This bounty is no longer available
Web3 DAO | wslyvh Logo

Angelist jobs importer/scraper

Organization

wslyvh

Deadline

in over 262 years

Status

ENDED

800 USD

INSTRUCTIONS

I have several handlers that integrate with application tracking systems (ATS) and import jobs into useWeb3 https://www.useweb3.xyz/jobs

Current integrations incl. BreezyHR, Greenhouse, Lever, Workable and Wrk.xyz and a handler for jobs manually added on Airtable. Implementations can be found at. https://github.com/wslyvh/useWeb3/tree/main/src/services/jobs

The Angelist handler should be implemented in a similar structure.

It should be written in Typescript. No preferences for other tools/frameworks/etc.

Can leverage existing (open-source) work. There might be a few tools available already?

With captcha/bot protections, this will likely need to be run as an asynchronous/background process. The process should fetch all jobs and write this to somewhere. This could be a db (postgress/supabase) or just a JSON dump to the filesystem. A handler just like above (e.g. Greenhouse, Airtable, etc.) could then pick up the jobs from that data source.
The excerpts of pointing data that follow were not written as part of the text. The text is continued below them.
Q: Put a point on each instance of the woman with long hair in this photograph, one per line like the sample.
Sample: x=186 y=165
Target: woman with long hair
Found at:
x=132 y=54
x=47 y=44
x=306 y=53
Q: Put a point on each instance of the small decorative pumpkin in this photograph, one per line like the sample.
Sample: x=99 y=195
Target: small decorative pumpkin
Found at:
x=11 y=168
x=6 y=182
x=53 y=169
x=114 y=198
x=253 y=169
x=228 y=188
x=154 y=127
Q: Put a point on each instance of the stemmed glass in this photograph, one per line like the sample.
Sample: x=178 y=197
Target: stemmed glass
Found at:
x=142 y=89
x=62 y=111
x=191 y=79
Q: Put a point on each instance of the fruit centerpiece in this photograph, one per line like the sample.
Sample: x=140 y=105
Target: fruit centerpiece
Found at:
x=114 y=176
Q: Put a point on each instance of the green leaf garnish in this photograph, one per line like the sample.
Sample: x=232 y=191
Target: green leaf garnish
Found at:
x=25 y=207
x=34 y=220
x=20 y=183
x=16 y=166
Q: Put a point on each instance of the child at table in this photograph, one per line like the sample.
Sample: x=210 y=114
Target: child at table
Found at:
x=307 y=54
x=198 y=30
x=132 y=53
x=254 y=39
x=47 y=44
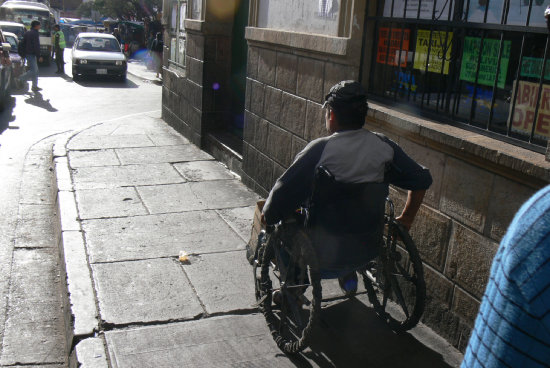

Angelist does NOT have an API, so it would require another way (e.g. web scraping) to pull in job information. This should include the following:

  • Job title
  • Short decription
  • Full description / body text (incl. basic formatting)
  • Location
  • Type (e.g. full-time)
  • Date posted / updated (e.g. 3 days ago)
  • Salary range

That likely means you need to scrape at least 2 pages. The job overview page and then follow to each detail page. If scraping is indeed the way to go, it should take into account bot/crawler protection and captcha verification.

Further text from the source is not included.